Mark's Take: "LinkedIn introduced Dwell Time as a metric back in May 2020... there's on the feed dwell time, which means once a post comes into 50% of your viewport, it's measuring how long you are spending looking at that post... The second thing they're looking at is called after the click dwell time."
LinkedIn doesn't just count likes anymore.
They track two types of dwell time:
Pre-click dwell time: How long people stare at your post in the feed before scrolling.
Post-click dwell time: How long they spend reading after clicking "see more."
Both matter.
But the metrics that matter MOST now are saves and sends.

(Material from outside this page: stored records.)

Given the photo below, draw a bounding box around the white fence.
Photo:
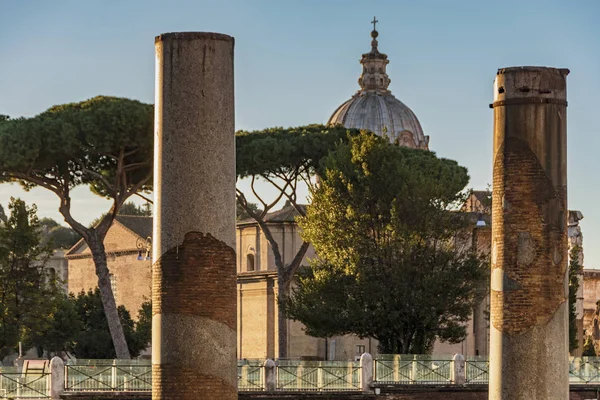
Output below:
[0,353,600,399]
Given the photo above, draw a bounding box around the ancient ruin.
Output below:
[152,32,237,400]
[489,67,569,400]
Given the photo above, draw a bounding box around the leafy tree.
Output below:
[135,301,152,350]
[40,217,60,233]
[282,133,488,353]
[0,97,153,358]
[569,246,582,352]
[581,336,596,357]
[0,198,75,356]
[32,293,82,355]
[89,201,152,227]
[40,218,81,250]
[235,201,260,221]
[119,201,152,217]
[47,226,81,249]
[70,288,148,358]
[236,125,358,358]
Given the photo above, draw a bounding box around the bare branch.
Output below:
[123,162,150,172]
[7,172,60,197]
[135,192,154,204]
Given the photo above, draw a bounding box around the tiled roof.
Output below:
[237,202,306,225]
[115,215,152,239]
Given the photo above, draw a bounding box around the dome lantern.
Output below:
[328,17,429,150]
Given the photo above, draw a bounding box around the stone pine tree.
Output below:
[0,97,153,359]
[569,245,582,352]
[285,134,488,354]
[236,125,358,358]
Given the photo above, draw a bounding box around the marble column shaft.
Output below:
[489,67,569,400]
[152,32,237,400]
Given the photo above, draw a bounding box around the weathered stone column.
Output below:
[152,32,237,400]
[489,67,569,400]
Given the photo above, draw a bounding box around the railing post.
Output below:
[408,354,419,383]
[110,360,117,390]
[316,363,323,391]
[263,358,277,392]
[50,357,65,399]
[450,354,466,385]
[360,353,374,393]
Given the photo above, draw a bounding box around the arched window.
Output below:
[108,274,117,301]
[48,268,56,283]
[246,253,254,271]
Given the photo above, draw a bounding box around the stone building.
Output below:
[65,215,152,319]
[236,203,374,360]
[66,21,600,360]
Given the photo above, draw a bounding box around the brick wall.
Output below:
[67,223,152,319]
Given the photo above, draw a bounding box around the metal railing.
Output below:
[465,356,490,384]
[238,360,265,392]
[276,360,361,391]
[0,367,50,399]
[65,360,152,392]
[373,354,454,384]
[569,357,600,384]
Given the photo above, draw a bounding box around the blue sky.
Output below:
[0,0,600,268]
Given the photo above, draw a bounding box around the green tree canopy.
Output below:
[0,199,77,356]
[282,133,487,353]
[569,246,585,352]
[236,125,359,358]
[0,97,154,358]
[70,288,149,359]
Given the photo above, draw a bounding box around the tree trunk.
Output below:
[277,268,290,359]
[86,237,131,360]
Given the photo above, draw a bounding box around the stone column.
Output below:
[489,67,569,400]
[152,32,237,400]
[360,353,374,393]
[50,357,65,400]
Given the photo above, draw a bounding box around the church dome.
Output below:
[328,19,429,149]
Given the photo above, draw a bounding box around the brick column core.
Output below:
[489,67,569,400]
[152,32,237,400]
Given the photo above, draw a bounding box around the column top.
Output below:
[490,66,570,104]
[497,66,571,76]
[154,32,234,43]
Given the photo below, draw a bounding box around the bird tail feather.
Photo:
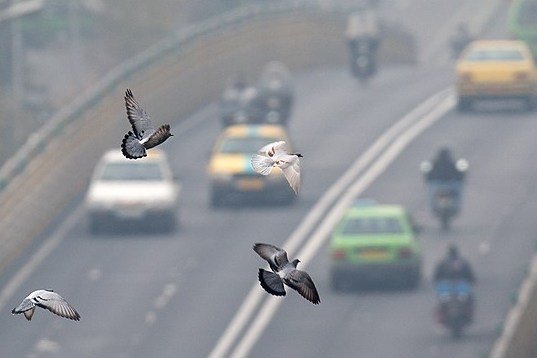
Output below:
[252,154,274,175]
[121,132,147,159]
[258,269,285,296]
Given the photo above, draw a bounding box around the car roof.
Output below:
[222,124,287,138]
[345,204,406,217]
[469,40,528,50]
[102,149,166,163]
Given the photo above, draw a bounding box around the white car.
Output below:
[85,149,181,233]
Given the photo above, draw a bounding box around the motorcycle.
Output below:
[350,39,377,82]
[436,280,473,339]
[421,159,469,231]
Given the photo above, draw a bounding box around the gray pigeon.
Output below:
[11,290,80,321]
[121,89,173,159]
[253,243,321,304]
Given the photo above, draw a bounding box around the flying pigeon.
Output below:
[252,141,302,194]
[253,243,321,305]
[11,290,80,321]
[121,89,173,159]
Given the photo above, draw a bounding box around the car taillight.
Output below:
[332,250,347,261]
[397,247,413,259]
[515,72,529,81]
[459,73,472,82]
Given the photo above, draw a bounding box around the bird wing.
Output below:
[283,269,321,305]
[36,291,80,321]
[252,154,274,175]
[11,298,35,314]
[258,140,287,157]
[142,124,170,149]
[254,243,289,271]
[278,155,300,194]
[125,89,155,140]
[257,269,285,296]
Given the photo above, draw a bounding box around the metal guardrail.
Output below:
[0,1,362,193]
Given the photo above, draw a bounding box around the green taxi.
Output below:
[329,202,422,290]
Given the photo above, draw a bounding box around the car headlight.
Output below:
[212,173,233,182]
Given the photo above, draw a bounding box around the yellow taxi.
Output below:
[456,40,537,111]
[208,124,295,207]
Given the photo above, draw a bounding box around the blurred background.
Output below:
[0,0,537,358]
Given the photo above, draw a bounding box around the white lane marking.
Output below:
[205,87,453,358]
[0,206,84,312]
[0,105,216,312]
[155,283,177,309]
[230,96,455,358]
[144,311,157,326]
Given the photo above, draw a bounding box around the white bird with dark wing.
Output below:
[252,141,303,194]
[11,290,80,321]
[253,243,321,304]
[121,89,173,159]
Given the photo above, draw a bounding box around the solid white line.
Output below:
[0,206,84,312]
[205,88,453,358]
[230,96,455,358]
[0,101,216,312]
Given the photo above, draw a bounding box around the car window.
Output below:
[518,1,537,27]
[99,162,164,181]
[219,137,280,154]
[341,217,403,235]
[464,49,524,62]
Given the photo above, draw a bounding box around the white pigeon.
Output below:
[252,141,303,194]
[253,243,321,305]
[121,89,173,159]
[11,290,80,321]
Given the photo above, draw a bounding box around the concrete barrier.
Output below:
[0,4,415,273]
[490,256,537,358]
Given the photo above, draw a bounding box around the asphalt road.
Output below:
[0,0,524,357]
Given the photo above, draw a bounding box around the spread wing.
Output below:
[278,155,300,194]
[36,292,80,321]
[125,89,155,140]
[284,270,321,305]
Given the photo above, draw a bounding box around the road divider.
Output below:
[209,88,454,358]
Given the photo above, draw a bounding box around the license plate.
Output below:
[117,204,144,219]
[358,249,388,261]
[236,179,265,191]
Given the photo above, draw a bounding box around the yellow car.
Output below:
[456,40,537,111]
[208,124,295,207]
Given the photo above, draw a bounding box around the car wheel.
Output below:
[524,96,536,111]
[88,216,105,235]
[457,97,472,112]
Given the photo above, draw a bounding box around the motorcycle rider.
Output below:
[346,8,380,75]
[426,147,464,181]
[433,244,476,322]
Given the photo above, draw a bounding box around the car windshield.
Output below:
[341,217,403,235]
[99,162,163,181]
[465,49,524,62]
[518,1,537,27]
[220,137,281,154]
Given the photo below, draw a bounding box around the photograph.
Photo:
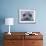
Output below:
[19,9,35,23]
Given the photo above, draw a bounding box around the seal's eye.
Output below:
[23,14,26,17]
[29,14,32,17]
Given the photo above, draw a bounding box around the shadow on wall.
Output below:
[0,16,5,46]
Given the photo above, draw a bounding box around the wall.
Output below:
[0,0,46,32]
[0,0,46,46]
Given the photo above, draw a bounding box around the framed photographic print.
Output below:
[19,9,35,23]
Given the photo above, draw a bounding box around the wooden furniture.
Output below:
[4,32,43,46]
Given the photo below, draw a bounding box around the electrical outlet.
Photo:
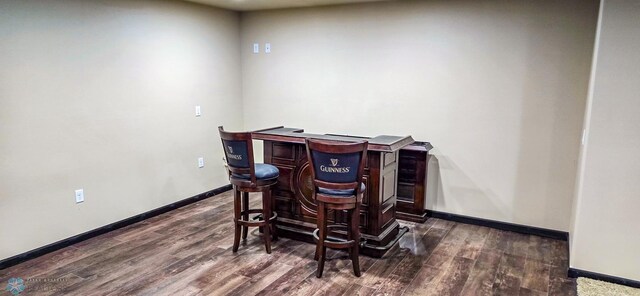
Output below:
[198,157,204,168]
[76,189,84,203]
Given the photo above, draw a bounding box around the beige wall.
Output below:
[241,0,597,231]
[0,0,242,259]
[571,0,640,280]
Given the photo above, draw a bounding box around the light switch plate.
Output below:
[76,189,84,203]
[198,157,204,168]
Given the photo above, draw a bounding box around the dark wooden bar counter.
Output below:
[252,127,414,257]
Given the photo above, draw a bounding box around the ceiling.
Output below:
[179,0,385,11]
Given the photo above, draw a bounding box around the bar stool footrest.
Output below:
[236,209,278,227]
[313,225,356,249]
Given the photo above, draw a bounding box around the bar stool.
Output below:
[306,139,368,277]
[218,126,280,254]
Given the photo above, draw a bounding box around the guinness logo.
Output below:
[320,158,351,174]
[227,146,242,160]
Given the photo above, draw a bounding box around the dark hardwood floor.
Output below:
[0,192,576,296]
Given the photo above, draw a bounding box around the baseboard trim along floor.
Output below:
[0,184,232,269]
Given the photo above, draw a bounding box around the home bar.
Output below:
[252,127,431,257]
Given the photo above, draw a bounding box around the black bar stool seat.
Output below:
[218,126,280,254]
[306,139,367,277]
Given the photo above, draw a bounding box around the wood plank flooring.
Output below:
[0,192,576,296]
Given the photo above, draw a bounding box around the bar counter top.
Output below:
[252,126,415,152]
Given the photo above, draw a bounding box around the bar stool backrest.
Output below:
[306,138,368,193]
[218,126,256,184]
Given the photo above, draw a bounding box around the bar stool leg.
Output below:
[316,202,327,278]
[242,192,249,240]
[262,190,271,254]
[349,203,361,277]
[233,186,242,253]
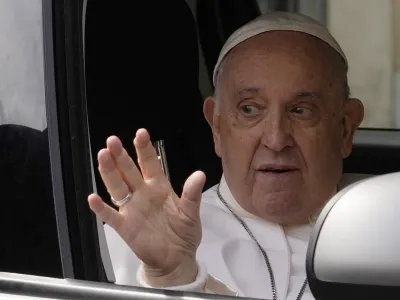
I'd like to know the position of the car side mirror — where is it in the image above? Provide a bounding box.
[306,172,400,300]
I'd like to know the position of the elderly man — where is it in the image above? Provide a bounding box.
[89,12,363,300]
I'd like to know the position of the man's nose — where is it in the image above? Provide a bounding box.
[261,113,294,152]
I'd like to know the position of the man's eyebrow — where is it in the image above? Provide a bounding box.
[296,92,321,99]
[235,87,260,95]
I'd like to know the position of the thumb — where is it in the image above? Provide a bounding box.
[180,171,206,220]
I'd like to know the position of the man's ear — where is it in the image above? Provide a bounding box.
[203,97,221,157]
[342,98,364,158]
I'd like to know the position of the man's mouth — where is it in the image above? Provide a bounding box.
[261,169,295,173]
[258,165,298,174]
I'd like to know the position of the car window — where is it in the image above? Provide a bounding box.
[0,0,62,277]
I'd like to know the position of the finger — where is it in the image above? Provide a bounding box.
[88,194,122,231]
[179,171,206,220]
[107,136,143,191]
[97,149,130,201]
[133,129,165,179]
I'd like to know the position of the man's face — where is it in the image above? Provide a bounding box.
[204,32,362,224]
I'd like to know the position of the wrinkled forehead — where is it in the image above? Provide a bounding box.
[217,31,346,88]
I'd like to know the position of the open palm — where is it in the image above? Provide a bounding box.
[88,129,205,282]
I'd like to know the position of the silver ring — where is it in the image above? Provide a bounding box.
[111,192,132,207]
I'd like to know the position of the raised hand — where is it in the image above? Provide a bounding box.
[88,129,205,287]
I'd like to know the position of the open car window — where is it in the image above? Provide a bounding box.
[0,0,62,278]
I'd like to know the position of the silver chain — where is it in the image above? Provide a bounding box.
[217,185,307,300]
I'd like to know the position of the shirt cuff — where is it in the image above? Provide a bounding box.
[136,262,239,297]
[136,262,208,292]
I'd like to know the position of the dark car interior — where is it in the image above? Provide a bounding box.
[0,0,400,292]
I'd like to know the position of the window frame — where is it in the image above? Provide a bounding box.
[42,0,108,282]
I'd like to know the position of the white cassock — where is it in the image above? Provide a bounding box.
[105,174,372,300]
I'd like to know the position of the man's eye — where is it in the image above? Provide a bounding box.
[240,105,260,116]
[292,106,312,117]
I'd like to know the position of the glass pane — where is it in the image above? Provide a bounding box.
[0,0,62,277]
[327,0,400,128]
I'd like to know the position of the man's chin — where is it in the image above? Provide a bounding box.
[253,190,307,224]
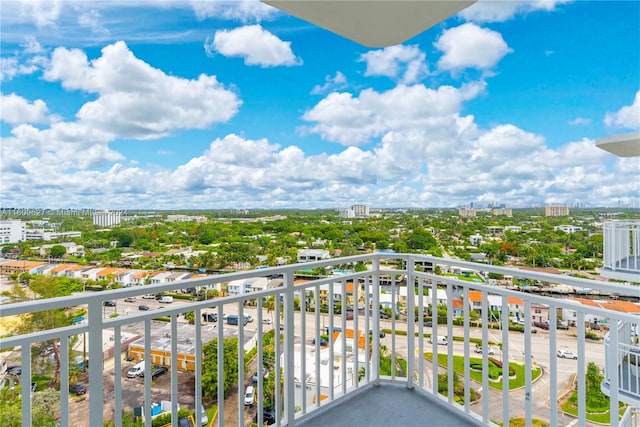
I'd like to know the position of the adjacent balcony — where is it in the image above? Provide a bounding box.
[602,322,640,407]
[600,220,640,282]
[0,254,640,426]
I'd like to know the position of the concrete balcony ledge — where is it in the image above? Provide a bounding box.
[296,380,486,427]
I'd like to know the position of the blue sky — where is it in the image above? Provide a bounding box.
[0,0,640,209]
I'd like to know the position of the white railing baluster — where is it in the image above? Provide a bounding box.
[462,286,471,413]
[549,305,558,422]
[480,290,489,424]
[577,310,587,426]
[404,257,416,389]
[524,300,536,427]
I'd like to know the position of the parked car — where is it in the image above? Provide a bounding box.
[251,367,269,383]
[312,337,329,347]
[556,350,578,360]
[139,366,168,380]
[244,385,256,406]
[255,407,276,425]
[473,345,496,356]
[429,335,449,345]
[69,383,87,396]
[556,320,569,331]
[202,313,218,322]
[7,365,22,375]
[151,366,168,380]
[533,320,549,330]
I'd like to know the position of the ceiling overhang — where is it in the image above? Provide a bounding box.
[262,0,477,47]
[596,132,640,157]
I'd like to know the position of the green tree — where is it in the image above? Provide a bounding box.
[49,245,67,258]
[202,337,238,399]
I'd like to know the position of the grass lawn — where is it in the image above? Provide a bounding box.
[424,353,542,390]
[561,391,627,425]
[496,418,551,427]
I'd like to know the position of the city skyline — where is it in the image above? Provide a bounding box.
[0,1,640,210]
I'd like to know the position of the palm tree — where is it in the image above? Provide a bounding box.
[264,295,276,321]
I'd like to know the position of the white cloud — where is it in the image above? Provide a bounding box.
[569,117,591,126]
[20,36,44,54]
[311,71,347,95]
[434,23,512,70]
[20,0,63,27]
[190,0,279,22]
[78,9,109,34]
[0,92,49,124]
[604,91,640,129]
[301,82,485,145]
[459,0,572,22]
[360,45,428,84]
[44,42,241,139]
[207,25,302,67]
[0,56,19,82]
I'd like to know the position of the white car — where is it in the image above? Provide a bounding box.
[244,385,256,405]
[473,345,496,356]
[556,350,578,360]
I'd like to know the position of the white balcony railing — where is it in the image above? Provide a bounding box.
[0,254,640,426]
[600,220,640,282]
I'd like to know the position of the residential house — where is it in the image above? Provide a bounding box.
[531,302,549,322]
[298,249,331,262]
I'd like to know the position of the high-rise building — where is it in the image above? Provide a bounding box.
[458,208,476,218]
[93,210,122,227]
[544,205,569,216]
[338,205,369,218]
[0,219,26,244]
[491,208,513,218]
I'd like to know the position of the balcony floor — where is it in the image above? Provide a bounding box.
[296,383,483,427]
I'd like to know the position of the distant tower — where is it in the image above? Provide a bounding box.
[93,210,122,227]
[544,205,569,216]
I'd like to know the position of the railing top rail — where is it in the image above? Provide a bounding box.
[0,253,640,317]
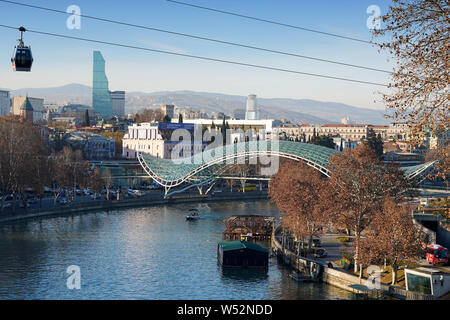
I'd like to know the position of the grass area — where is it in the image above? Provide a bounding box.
[352,266,406,287]
[333,260,406,287]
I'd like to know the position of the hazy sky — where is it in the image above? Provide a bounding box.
[0,0,392,109]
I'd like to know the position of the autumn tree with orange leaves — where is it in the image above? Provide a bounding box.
[269,161,330,255]
[359,197,423,285]
[374,0,450,176]
[328,144,410,272]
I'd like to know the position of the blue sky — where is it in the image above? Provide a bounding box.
[0,0,392,109]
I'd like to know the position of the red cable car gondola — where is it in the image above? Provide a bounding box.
[11,27,33,72]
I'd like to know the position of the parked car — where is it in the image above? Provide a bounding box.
[312,238,322,247]
[314,248,328,258]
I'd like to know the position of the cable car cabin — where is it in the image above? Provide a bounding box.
[217,240,269,269]
[11,27,33,72]
[427,244,448,264]
[11,46,33,72]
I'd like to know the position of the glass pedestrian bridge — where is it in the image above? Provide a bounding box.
[138,140,434,193]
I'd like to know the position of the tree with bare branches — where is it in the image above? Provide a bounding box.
[329,144,410,272]
[0,116,49,209]
[374,0,450,173]
[269,161,330,251]
[360,197,423,285]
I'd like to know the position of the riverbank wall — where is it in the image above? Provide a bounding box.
[0,192,268,224]
[271,227,434,300]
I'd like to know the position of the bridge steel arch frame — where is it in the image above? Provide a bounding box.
[137,141,436,195]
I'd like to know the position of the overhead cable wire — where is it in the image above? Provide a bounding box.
[166,0,374,44]
[0,0,392,74]
[0,24,388,87]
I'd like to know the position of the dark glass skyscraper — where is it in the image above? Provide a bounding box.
[92,51,112,118]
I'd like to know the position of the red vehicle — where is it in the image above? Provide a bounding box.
[427,244,448,264]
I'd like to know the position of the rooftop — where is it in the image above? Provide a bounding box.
[219,240,269,252]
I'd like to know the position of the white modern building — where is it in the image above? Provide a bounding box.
[11,97,47,121]
[245,94,259,120]
[0,90,11,116]
[109,91,125,117]
[181,119,278,143]
[122,123,206,159]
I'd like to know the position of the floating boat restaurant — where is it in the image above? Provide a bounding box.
[217,240,269,269]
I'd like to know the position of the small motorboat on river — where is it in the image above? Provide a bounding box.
[186,209,200,221]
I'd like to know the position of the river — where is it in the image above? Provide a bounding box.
[0,201,352,300]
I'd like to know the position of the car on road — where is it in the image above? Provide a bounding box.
[314,248,328,258]
[312,238,322,247]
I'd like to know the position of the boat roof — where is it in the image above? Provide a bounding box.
[219,240,269,252]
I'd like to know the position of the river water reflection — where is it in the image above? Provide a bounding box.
[0,201,351,299]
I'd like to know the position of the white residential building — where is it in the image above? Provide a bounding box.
[11,97,47,121]
[0,90,11,116]
[122,123,206,159]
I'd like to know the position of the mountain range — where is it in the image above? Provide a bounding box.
[4,84,388,124]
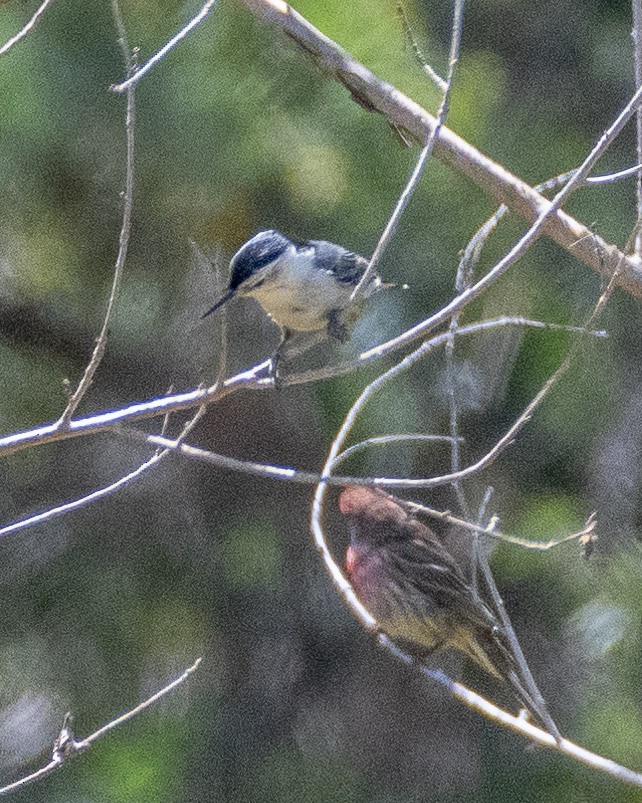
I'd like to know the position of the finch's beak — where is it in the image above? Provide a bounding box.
[201,288,236,320]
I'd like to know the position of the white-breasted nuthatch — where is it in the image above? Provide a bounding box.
[203,229,391,368]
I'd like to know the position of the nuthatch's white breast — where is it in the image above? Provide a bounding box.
[203,229,386,344]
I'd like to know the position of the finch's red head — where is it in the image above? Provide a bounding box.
[339,485,412,543]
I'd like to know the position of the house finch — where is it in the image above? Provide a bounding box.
[339,486,550,721]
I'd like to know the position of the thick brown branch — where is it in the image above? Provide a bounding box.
[240,0,642,298]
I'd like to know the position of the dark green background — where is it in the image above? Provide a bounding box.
[0,0,642,803]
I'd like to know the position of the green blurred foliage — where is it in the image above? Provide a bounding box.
[0,0,642,803]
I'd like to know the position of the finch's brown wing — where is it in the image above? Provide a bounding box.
[386,525,541,719]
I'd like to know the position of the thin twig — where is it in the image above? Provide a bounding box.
[351,0,465,298]
[379,634,642,786]
[59,0,135,427]
[631,0,642,256]
[0,316,606,456]
[234,0,642,298]
[0,658,202,795]
[109,0,216,93]
[0,0,52,56]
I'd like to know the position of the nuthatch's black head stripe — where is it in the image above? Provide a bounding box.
[230,229,292,290]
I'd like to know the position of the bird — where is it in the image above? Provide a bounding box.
[339,486,557,738]
[202,229,392,376]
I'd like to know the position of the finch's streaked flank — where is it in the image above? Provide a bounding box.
[339,486,541,718]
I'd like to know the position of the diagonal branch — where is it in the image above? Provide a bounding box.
[234,0,642,298]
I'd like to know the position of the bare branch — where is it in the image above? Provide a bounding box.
[231,0,642,298]
[0,0,52,56]
[0,658,203,795]
[109,0,216,93]
[60,0,135,427]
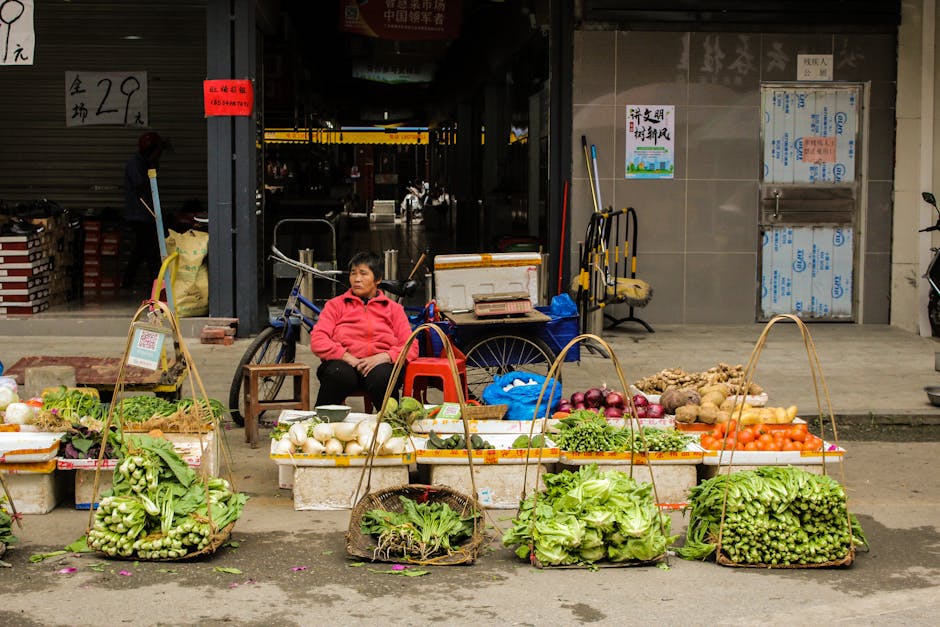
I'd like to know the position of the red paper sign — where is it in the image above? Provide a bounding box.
[339,0,460,39]
[202,79,255,117]
[803,137,836,163]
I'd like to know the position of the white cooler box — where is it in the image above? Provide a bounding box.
[434,253,542,311]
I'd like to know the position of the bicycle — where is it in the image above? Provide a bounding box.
[228,246,417,426]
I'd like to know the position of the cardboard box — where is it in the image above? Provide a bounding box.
[293,466,408,510]
[0,460,66,514]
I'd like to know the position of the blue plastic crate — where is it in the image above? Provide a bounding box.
[536,307,581,361]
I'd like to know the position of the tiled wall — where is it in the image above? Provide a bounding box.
[571,30,897,327]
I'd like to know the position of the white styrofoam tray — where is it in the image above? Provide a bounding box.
[559,442,706,466]
[702,442,845,466]
[0,431,65,463]
[411,418,544,435]
[413,433,561,466]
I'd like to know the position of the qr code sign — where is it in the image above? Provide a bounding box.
[137,331,160,351]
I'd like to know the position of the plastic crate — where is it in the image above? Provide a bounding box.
[536,307,581,361]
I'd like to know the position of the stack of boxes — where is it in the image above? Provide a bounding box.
[82,220,121,295]
[0,232,52,315]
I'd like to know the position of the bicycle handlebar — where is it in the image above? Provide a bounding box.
[271,244,343,283]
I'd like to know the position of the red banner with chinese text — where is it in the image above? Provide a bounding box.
[339,0,460,39]
[202,79,255,117]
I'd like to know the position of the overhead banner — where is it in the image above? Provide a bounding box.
[0,0,36,65]
[202,79,255,117]
[339,0,460,39]
[624,105,676,179]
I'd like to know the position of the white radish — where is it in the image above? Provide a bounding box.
[379,438,408,455]
[313,422,334,444]
[330,422,356,442]
[274,437,294,455]
[287,424,307,446]
[301,438,326,455]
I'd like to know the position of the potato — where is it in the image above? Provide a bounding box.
[702,391,725,406]
[698,405,718,425]
[676,405,700,424]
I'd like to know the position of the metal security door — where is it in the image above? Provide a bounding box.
[757,83,862,321]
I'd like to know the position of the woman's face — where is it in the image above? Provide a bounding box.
[349,264,379,298]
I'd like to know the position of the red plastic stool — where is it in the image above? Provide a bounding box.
[402,348,469,403]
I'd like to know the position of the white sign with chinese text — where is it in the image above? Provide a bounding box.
[624,105,676,179]
[796,54,832,81]
[0,0,36,65]
[65,70,147,127]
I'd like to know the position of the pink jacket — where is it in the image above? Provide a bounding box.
[310,290,419,362]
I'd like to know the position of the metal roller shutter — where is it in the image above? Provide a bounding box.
[0,0,207,210]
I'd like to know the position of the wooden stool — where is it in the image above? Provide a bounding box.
[402,355,469,403]
[242,363,310,448]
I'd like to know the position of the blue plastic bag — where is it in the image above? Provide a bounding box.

LinkedIn rolled these out for a reason.
They wanted to reward creators making content worth sharing.
Think about it.
A like takes half a second.
A save means someone wants to come back to it later.
A send means they're sharing it in DMs with their team.
Those actions signal HIGH value to LinkedIn's algorithm.
So how do I optimize for this?
Create resource-heavy posts.
List posts. Frameworks. Curated links. Templates.
Stuff people will want to save for later or send to a colleague.
Add a CTA at the end: "Save this for later" or "Send this to your team."
Sounds cringe. Works incredibly well.
The other move: Make your posts LONG enough to require a click.
LinkedIn measures post-click dwell time.
If people click "see more" and spend 30+ seconds reading, your reach explodes.
Don't optimize for likes.
Optimize for people stopping their scroll, reading your full post, and saving it.
Takeaway: End every post with a save or send CTA.
Test longer posts that require a "see more" click.
Track your saves and sends in analytics...if they're low, your content isn't valuable enough.